Because (regarding the downgrade_write() approach), as far as I know,
the current thread does not access memory which needs to be protected with
mmap_sem held for write.

> 
> > >                                                               Are you
> > > assuming that the killed task will not perform any changes on the
> > > address space?
> > 
> > If somebody drops mmap_sem held for write is not safe, how can the OOM
> > reaper work safely?
> > 
> > The OOM reaper is assuming that the thread who got mmap_sem held for write
> > is responsible to complete critical sections before dropping mmap_sem held
> > for write, isn't it?
> > 
> > Then, how an attempt to perform changes on the address space can become a
> > problem given that the thread who got mmap_sem held for write is responsible
> > to complete critical sections before dropping mmap_sem held for write?
> 
> ENOPARSE. How does this have anything to do with oom_reaper.

The oom_reaper can work safely as long as mmap_sem held for write is released
at safely and consistently interruptible locations.

>                                                              Sure you
> want to _help_ the oom_reaper to do its job but you are dropping the
> lock in the downgrading the lock in the middle of dup_mmap and that is
> what we are dicussing here.

Yes.

>                             So please explain why it is safe. It is
> really not straightforward.

So, please explain why it is not safe.
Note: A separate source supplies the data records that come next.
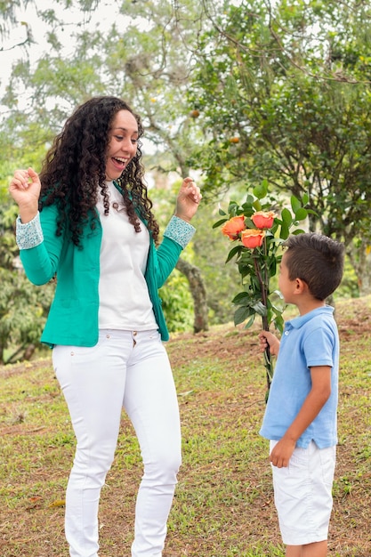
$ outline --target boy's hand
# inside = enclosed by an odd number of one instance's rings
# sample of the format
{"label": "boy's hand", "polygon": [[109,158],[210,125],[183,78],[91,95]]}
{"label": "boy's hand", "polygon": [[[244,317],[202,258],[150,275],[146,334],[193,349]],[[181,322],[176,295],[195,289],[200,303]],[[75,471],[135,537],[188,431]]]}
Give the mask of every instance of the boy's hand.
{"label": "boy's hand", "polygon": [[272,356],[278,356],[279,351],[279,341],[269,331],[261,331],[259,334],[259,346],[261,351],[263,352],[268,347]]}
{"label": "boy's hand", "polygon": [[295,448],[295,441],[283,437],[272,448],[270,460],[273,466],[282,468],[288,466],[289,460]]}

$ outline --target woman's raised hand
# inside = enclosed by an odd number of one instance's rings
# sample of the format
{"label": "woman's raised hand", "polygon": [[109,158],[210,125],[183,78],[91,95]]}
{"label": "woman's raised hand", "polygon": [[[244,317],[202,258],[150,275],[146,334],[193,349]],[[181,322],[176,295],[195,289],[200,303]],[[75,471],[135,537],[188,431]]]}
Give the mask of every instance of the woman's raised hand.
{"label": "woman's raised hand", "polygon": [[202,195],[192,178],[184,178],[176,199],[175,216],[190,222],[195,215]]}
{"label": "woman's raised hand", "polygon": [[15,171],[9,193],[20,207],[22,222],[28,222],[37,214],[40,190],[40,179],[33,168]]}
How can releasing mmap_sem held for
write at safely and consistently interruptible locations be not safe?

> 
> > >                What about ongoing page faults or other operations deeper
> > > in the call chain.
> > 
> > Even if there are ongoing page faults or other operations deeper in the call
> > chain, there should be no problem as long as the thread who got mmap_sem
> > held for write is responsible to complete critical sections before dropping
> > mmap_sem held for write.
> > 
> > >                    Why they are safe to change things for the child
> > > during the copy?
> > 
> > In this patch, the current thread who got mmap_sem held for write (which is
> > likely an OOM victim thread) downgrades mmap_sem, with an assumption that
> > current thread no longer accesses memory which might depend on mmap_sem held
> > for write.
> > 
> > dup_mmap() duplicates current->mm and to-be-duplicated mm is not visible yet.
> > If dup_mmap() failed, to-be-duplicated incomplete mm is discarded via mmput()
> > in dup_mm() rather than assigned to the child. Thus, this patch should not
> > change things which are visible to the child during the copy.
> > 
> > What we need to be careful is making changes to current->mm.
> > I'm assuming that current->mm->mmap_sem held for read is enough for
> > i_mmap_lock_write()/flush_dcache_mmap_lock()/vma_interval_tree_insert_after()/
> > flush_dcache_mmap_unlock()/i_mmap_unlock_write()/is_vm_hugetlb_page()/
> > reset_vma_resv_huge_pages()/__vma_link_rb(). But I'm not sure.
> 
> But as soon as you downgrade the lock then all other threads can
> interfere and perform page faults or update respecive mappings. Does
> this matter? If not then why?
> 

Why does this matter?

I don't know what "update respecive mappings" means.
Is that about mmap()/munmap() which need mmap_sem held for write?
Since mmap_sem is still held for read, operations which needs
mmap_sem held for write cannot happen.

Anyway, as long as I downgrade the mmap_sem at safely and consistently
interruptible locations, there cannot be a problem.